The German Empire was consequently very near being established. M. von Bismarck stirs up a religious war which divides it in two and breaks it asunder. The war had brought together under the same flag Germans of all nationalities and all religious beliefs. Should not, then, all manner of pains have been taken to keep them united in the mutual work of the organization of the empire? Should not the first thought of a politician, after having achieved such wonderful success, and having before him the obstacles which still remained to be overcome, have been to begin by establishing peace in religious matters?
But I must repeat the question, What did M. von Bismarck do? He repulses the Westphalians and people of the Rhine who had become reconciled; he revives in Bavaria and in the South that particularism which was dying out; and on the political grievance he grafts a religious one; he doubles the obstacles of all kinds which lie in the way of his plans for Germanizing Alsace and Lorraine, so thoroughly French and Catholic; into their bleeding wounds he, as it were, introduces gangrene, by entering upon an unheard-of religious persecution, and without any pretext that he dare avow; he compromises in the most serious manner the work of unity, towards the founding of which he had aided so much; he acts as would the greatest adversary of that unity who could not contrive any better means for its destruction than to do just what Prince von Bismarck is doing—he drives into the ranks of opposition nearly half of the soundest population of the empire; he sets against himself the two hundred million Catholics spread throughout the world, and who are everywhere protesting against his oppression; he will also turn against him the old conservatives, who have been deeply hurt by the enactment of the law in regard to schools, as well as all sincere friends of religious and political liberty, so audaciously ignored by him. These friends of liberty are becoming scarce; they maintain, in the face of this odious violation of their principles, a shameful silence which they will have to break, if they wish to avoid making liberalism synonymous with hypocrisy.
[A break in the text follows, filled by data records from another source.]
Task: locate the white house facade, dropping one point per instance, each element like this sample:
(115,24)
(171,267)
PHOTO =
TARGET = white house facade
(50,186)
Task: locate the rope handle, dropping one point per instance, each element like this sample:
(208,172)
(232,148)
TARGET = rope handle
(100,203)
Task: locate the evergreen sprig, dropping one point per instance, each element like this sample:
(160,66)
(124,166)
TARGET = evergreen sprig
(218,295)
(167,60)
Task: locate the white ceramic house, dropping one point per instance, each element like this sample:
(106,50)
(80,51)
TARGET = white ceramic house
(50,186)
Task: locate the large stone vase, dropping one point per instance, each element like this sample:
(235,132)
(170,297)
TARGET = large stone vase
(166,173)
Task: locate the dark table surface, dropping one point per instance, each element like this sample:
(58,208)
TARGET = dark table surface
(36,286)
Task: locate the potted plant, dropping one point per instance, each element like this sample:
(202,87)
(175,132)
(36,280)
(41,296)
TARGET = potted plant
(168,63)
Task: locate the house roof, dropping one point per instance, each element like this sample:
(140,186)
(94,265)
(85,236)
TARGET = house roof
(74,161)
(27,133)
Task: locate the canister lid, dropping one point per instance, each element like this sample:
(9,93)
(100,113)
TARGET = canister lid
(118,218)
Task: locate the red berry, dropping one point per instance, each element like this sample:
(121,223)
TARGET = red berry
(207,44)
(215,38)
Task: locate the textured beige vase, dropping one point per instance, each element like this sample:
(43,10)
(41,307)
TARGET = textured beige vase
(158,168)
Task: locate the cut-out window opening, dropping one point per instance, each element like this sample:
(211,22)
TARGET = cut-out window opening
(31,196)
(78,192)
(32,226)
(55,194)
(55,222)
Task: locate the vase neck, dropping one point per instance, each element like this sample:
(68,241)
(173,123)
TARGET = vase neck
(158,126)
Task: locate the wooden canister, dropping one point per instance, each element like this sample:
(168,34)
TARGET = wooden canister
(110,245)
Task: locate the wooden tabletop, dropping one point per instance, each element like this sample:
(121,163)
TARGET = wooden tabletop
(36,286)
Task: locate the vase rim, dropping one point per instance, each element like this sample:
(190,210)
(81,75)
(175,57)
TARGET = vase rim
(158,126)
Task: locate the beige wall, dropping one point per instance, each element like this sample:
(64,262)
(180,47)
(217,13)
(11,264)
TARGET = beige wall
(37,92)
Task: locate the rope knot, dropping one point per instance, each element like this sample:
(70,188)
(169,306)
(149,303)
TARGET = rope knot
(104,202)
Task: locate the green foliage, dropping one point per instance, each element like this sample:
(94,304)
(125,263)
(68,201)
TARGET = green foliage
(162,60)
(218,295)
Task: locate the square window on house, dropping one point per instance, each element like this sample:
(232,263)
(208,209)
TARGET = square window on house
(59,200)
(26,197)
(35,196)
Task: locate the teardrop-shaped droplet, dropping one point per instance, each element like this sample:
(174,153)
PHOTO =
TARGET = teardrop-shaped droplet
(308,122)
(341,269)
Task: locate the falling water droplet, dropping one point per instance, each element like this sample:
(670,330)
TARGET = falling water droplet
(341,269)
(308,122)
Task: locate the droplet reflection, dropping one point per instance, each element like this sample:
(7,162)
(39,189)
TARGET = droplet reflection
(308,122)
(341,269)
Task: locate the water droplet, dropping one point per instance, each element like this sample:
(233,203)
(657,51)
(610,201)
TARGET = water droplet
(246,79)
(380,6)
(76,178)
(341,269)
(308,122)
Have I erred in comparing the policy of M. von Bismarck with that of Napoleon III., and his present blunder with that committed by the ex-emperor when, after the Congress [pg 488] of Paris, he broke up the splendid Western alliance?
When I endeavor to interpret M. von Bismarck's conduct, I can find but one motive which can serve for its explanation, and that is his alliance with Italy. That alliance, which he conceived necessary in order to keep the forces of France divided, and to render a war of retaliation impossible, has drawn him into a fatal hostility against the Catholic Church.
His ally, Victor Emanuel, has conquered the Roman States by stratagem and by violence; he has usurped in Rome the throne of the pontiff king, who among the monarchs of Europe possesses assuredly the most ancient and most venerated titles to sovereignty; he holds the Pope captive in the Vatican, until such time as he can compel him to set out on the road to exile; he deprives the Sovereign Pontiff of the church of that sovereignty on which his independence rests, and thus throws the universal church into alarm and mourning.
This outrage against the church, perpetrated at Rome by the Italian government, has had its counterpart in Berlin. No doubt the condition which Victor Emanuel set upon alliance with him has been to make the German Empire enter into the vast plot got up against the independence and liberty of Catholicity.
Well! without being a prophet, it is not difficult to predict that the Italian alliance will prove as fatal to the German Empire as it has been to the second Napoleonic Empire, and that on the Italian rock M. von Bismarck's work will be dashed to pieces, if he allows it to remain in the evil path in which it is now so deeply sunk.